The test data supplied with the ArcToolbox can be used with a) the Kinship links tool to create lines between sample points which can be symbolised based on the strength of each pair-wise kinship value. This allows for the spatial visualisation of pair-wise relatedness to try and identify genetic patterns in relation to the landscape. From interpretation of the kinship links it is possible to b) assign sensible friction values to the landscape and use the Least-cost path tool to generate a least-cost pathway (LCP) between each pair-wise combination of sample points to see if variation in LCP is correlated to variation in genetic relatedness.

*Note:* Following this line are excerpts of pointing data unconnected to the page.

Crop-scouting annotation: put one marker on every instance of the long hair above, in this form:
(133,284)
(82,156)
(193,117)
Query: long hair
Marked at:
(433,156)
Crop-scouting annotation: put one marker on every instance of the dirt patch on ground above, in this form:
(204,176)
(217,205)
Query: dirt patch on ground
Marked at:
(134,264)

“3.  The scripts convert files, visualise genetic relatedness, and measure landscape connectivity using least-cost path analysis. The scripts are housed in an ArcToolbox that is freely available along with the underlying Python code.

“4. The Python scripts allow researchers to use more current software, provide the option of further development by the user community, and reduce the amount of time that would be spent developing common solutions.”

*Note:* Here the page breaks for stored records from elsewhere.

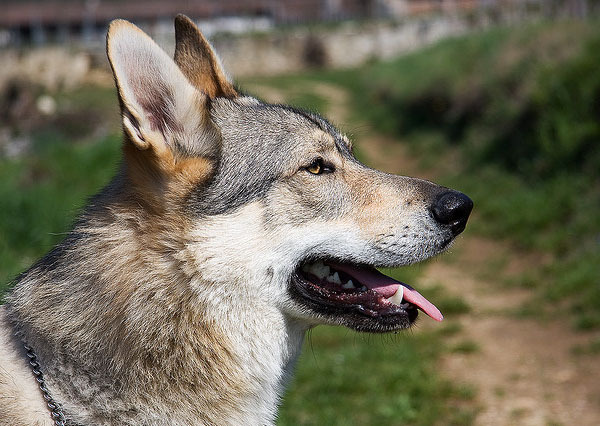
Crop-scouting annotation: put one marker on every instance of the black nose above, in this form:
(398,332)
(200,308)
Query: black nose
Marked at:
(452,208)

Mapping the Risk of Anaemia in Preschool-Age Children: The Contribution of Malnutrition, Malaria, and Helminth Infections in West Africa

PLoS Medicine 8(6): e1000438, 07 June 2011

Ricardo J. Soares Magalhães and Archie C. A. Clements

“Background: Childhood anaemia is considered a severe public health problem in most countries of sub-Saharan Africa. We investigated the geographical distribution of prevalence of anaemia and mean haemoglobin concentration (Hb) in children aged 1–4 y (preschool children) in West Africa. The aim was to estimate the geographical risk profile of anaemia accounting for malnutrition, malaria, and helminth infections, the risk of anaemia attributable to these factors, and the number of anaemia cases in preschool children for 2011.

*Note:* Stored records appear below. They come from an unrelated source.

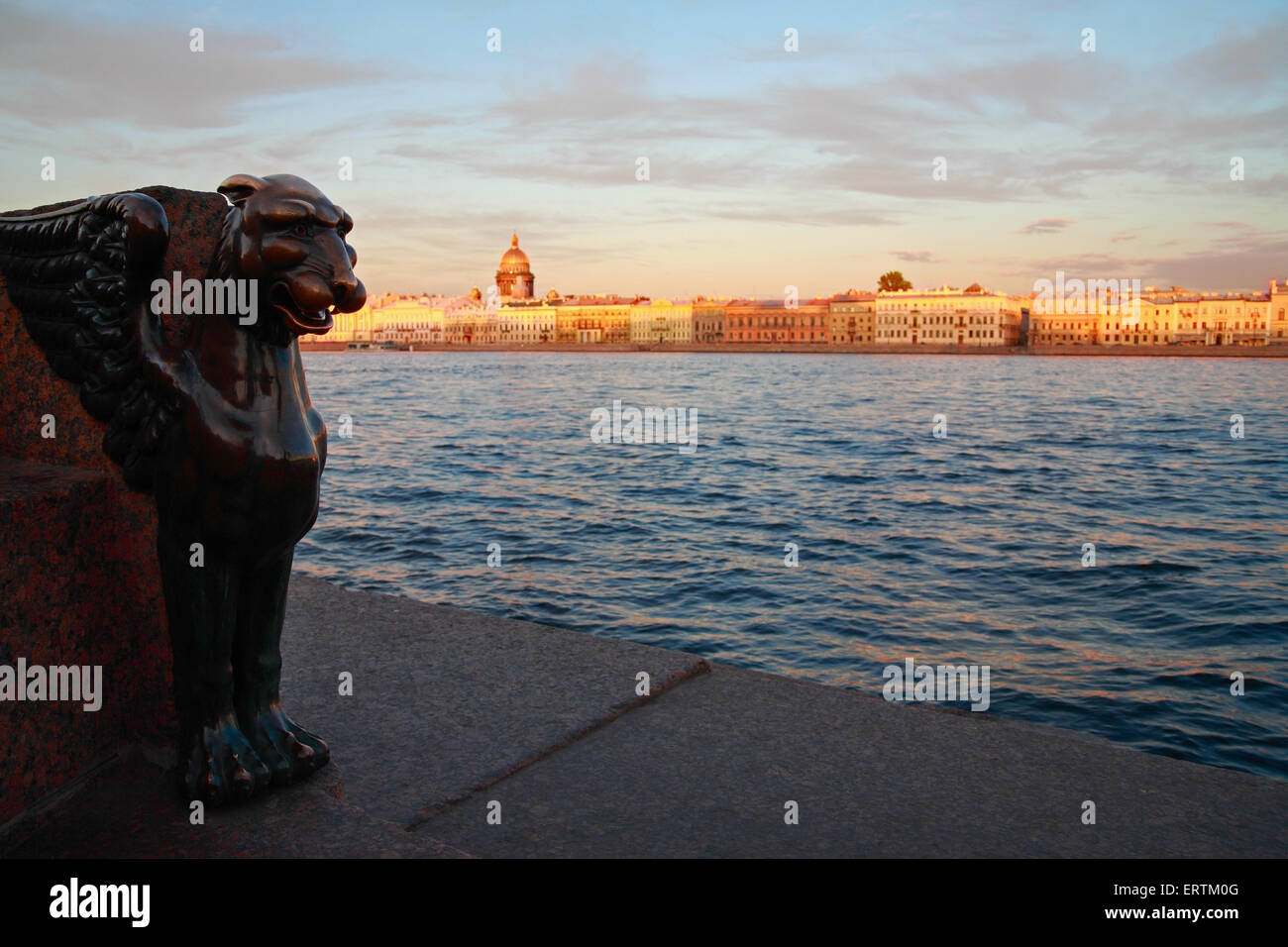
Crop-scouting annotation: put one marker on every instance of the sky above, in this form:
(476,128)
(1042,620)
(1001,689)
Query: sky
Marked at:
(767,167)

Predictive geographical risk of anaemia in children aged 1–4 y, based on a model-based geostatistical Bernoulli model.

“Methods and Findings: National cross-sectional household-based demographic health surveys were conducted in 7,147 children aged 1–4 y in Burkina Faso, Ghana, and Mali in 2003–2006. Bayesian geostatistical models were developed to predict the geographical distribution of mean Hb and anaemia risk, adjusting for the nutritional status of preschool children, the location of their residence, predicted Plasmodium falciparum parasite rate in the 2- to 10-y age group (Pf PR2–10), and predicted prevalence of Schistosoma haematobium and hookworm infections. In the four countries, prevalence of mild, moderate, and severe anaemia was 21%, 66%, and 13% in Burkina Faso; 28%, 65%, and 7% in Ghana, and 26%, 62%, and 12% in Mali. The mean Hb was lowest in Burkina Faso (89 g/l), in males (93 g/l), and for children 1–2 y (88 g/l). In West Africa, severe malnutrition, Pf PR2–10, and biological synergisms between S. haematobium and hookworm infections were significantly associated with anaemia risk; an estimated 36.8%, 14.9%, 3.7%, 4.2%, and 0.9% of anaemia cases could be averted by treating malnutrition, malaria, S. haematobium infections, hookworm infections, and S. haematobium/hookworm coinfections, respectively. A large spatial cluster of low mean Hb (95%) was predicted for an area shared by Burkina Faso and Mali. We estimate that in 2011, approximately 6.7 million children aged 1–4 y are anaemic in the three study countries.

“Conclusions: By mapping the distribution of anaemia risk in preschool children adjusted for malnutrition and parasitic infections, we provide a means to identify the geographical limits of anaemia burden and the contribution that malnutrition and parasites make to anaemia. Spatial targeting of ancillary micronutrient supplementation and control of other anaemia causes, such as malaria and helminth infection, can contribute to efficiently reducing the burden of anaemia in preschool children in Africa.”